8. Het hof acht voormelde gang van zaken aannemelijk en gaat ervan uit dat [X] een monster bij de man heeft afgenomen en vervolgens het monster, tezamen met een kopie van het paspoort van de man, (al dan niet aangetekend) naar het LUMC heeft gezonden. Het hof overweegt daarbij nog dat het voorts aannemelijk acht dat de identificatie van de man door [X] deugdelijk is geschied, en dat het wangslijmvlies- monster daadwerkelijk afkomstig is van de man, nu het in het deskundigenbericht vermelde legitimatienummer van de persoon van wie de monsterafname heeft plaatsgevonden overeenkomt met het paspoortnummer van de man, blijkens de op 12 oktober 2012 bij het hof ingekomen kopie van het paspoort van de man. De daarop voorkomende foto is naar het oordeel van het hof inderdaad de foto van de man. Het hof betrekt daarbij de eigen waarneming van het hof (van het voorkomen) van de man ter zitting. Een en ander laat naar het oordeel van het hof - wat er zij van de overige door het hof hiervoor gememoreerde tekortkomingen bij de rapportage - geen andere conclusie toe dan dat het hof geen enkele aanleiding ziet om de uitslag van het deskundigenbericht niet in zijn beoordeling te betrekken. Dat betekent dat het vaderschap van de man over de minderjarige is uitgesloten. Het hof zal mitsdien de bestreden beschikking in zoverre bekrachtigen.

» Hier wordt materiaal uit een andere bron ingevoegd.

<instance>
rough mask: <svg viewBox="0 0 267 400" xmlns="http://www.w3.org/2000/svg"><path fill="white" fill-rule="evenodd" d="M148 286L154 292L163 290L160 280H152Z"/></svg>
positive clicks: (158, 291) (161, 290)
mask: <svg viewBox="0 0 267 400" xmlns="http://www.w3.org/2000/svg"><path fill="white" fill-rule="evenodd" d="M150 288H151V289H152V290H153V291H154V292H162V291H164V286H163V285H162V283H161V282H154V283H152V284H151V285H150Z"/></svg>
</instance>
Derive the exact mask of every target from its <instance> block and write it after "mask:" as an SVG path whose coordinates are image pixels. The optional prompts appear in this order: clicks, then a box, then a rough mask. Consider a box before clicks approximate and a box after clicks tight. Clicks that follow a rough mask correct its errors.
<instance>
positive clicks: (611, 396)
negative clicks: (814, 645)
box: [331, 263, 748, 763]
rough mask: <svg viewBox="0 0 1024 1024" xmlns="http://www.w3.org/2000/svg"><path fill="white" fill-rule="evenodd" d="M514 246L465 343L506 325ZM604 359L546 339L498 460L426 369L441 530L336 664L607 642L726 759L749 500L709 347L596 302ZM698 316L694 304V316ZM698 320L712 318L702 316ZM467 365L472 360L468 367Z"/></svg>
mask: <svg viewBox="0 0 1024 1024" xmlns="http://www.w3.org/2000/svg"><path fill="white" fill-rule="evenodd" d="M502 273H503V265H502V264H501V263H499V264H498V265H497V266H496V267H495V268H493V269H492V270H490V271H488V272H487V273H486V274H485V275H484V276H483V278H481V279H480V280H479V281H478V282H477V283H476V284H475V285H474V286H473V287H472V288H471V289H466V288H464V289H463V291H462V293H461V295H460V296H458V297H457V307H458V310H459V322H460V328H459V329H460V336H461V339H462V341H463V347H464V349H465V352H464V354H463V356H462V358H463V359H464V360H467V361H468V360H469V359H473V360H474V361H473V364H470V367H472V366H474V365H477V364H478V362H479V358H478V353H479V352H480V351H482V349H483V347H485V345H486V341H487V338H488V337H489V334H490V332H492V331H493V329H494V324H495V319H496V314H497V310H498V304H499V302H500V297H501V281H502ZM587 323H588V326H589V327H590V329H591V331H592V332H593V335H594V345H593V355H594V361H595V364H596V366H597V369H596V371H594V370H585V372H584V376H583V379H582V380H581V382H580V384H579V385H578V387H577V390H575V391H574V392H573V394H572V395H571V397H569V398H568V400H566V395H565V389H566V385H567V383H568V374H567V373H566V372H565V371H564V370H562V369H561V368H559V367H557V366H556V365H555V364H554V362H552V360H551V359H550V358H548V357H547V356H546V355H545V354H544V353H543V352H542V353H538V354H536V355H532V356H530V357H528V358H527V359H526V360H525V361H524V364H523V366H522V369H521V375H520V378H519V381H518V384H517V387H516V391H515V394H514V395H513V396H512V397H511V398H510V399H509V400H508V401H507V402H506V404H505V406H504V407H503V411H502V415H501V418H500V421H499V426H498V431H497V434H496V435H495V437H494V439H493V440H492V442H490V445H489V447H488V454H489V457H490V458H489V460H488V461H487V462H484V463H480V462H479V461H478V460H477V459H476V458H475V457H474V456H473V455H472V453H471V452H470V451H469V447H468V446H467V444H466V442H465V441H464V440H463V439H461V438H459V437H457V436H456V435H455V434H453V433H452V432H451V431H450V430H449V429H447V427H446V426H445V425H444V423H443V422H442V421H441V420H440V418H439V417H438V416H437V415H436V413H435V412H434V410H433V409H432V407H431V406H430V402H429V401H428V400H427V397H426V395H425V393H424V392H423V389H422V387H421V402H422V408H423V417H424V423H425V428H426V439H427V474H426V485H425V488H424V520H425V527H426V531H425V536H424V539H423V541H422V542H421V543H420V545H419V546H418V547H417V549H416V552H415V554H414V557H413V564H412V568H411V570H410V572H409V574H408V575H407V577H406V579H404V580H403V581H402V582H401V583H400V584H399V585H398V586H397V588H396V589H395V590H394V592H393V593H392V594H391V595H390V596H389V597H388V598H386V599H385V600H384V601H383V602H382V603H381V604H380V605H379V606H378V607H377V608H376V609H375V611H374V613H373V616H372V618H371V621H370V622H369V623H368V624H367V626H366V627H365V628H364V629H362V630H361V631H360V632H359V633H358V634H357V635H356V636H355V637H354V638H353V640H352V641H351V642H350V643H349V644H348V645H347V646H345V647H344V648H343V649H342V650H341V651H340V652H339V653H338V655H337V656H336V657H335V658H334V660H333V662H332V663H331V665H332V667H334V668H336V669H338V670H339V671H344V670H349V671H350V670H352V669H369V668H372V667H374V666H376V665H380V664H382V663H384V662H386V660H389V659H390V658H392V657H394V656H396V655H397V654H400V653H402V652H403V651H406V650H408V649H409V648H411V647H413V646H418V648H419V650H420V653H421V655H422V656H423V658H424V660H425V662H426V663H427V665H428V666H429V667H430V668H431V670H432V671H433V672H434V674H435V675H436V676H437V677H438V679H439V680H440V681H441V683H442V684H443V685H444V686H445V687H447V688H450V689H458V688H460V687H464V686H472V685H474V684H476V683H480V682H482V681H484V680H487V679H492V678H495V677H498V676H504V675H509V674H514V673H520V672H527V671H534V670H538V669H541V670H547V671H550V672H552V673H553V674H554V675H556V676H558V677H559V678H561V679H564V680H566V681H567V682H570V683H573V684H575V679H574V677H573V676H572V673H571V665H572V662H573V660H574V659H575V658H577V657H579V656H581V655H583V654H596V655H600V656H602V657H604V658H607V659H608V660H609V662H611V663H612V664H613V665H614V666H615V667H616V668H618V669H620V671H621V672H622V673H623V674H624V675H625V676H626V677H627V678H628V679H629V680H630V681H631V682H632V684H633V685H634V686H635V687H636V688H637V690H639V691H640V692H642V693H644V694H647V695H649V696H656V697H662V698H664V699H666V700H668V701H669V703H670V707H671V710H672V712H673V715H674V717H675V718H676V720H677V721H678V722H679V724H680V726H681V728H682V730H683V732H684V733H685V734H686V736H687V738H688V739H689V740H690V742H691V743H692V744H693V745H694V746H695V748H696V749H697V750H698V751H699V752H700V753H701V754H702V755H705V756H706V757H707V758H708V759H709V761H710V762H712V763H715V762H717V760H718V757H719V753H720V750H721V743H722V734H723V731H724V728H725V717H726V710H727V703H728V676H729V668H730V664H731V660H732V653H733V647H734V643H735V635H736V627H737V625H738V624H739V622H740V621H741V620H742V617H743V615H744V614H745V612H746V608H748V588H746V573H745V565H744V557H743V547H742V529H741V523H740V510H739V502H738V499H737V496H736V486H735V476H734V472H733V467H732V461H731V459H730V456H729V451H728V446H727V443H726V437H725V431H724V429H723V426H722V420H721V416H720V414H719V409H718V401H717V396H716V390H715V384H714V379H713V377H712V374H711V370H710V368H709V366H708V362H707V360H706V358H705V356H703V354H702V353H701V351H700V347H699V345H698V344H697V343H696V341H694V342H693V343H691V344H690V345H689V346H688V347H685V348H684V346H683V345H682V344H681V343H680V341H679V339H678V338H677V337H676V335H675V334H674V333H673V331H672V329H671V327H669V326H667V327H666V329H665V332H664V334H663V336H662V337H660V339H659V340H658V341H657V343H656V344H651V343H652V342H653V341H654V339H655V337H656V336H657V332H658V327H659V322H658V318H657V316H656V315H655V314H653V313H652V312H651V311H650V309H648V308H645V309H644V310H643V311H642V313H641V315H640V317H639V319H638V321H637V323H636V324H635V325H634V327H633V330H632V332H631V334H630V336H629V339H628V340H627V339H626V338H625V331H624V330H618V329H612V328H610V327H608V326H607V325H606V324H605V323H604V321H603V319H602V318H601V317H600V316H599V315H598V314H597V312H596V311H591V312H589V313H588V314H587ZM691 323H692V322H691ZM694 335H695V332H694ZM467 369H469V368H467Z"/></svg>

9. Ten aanzien van de kosten van het deskundigenbericht is het hof van oordeel dat de rechtbank terecht en op goede gronden heeft overwogen dat de kosten daarvan ad € 1.071,-- (inclusief omzetbelasting) ten laste van de vrouw moeten worden gebracht. Het hof neemt deze gronden over en maakt deze tot de zijne. Het hof overweegt daarbij nog dat de vrouw in eerste aanleg heeft gesteld dat de man de verwekker moet zijn geweest van de minderjarige en dat zij om een afstammingsonderzoek heeft verzocht, maar dat de man de verwekker niet is.
10. Mitsdien wordt als volgt beslist.
BESLISSING OP HET HOGER BEROEP
Het hof:
bekrachtigt de bestreden beschikking.
Deze beschikking is gegeven door mrs. Husson, Kamminga en Van Wijk, bijgestaan door mr. Wittich-de Ridder als griffier, en uitgesproken ter openbare terechtzitting van 21 november 2012.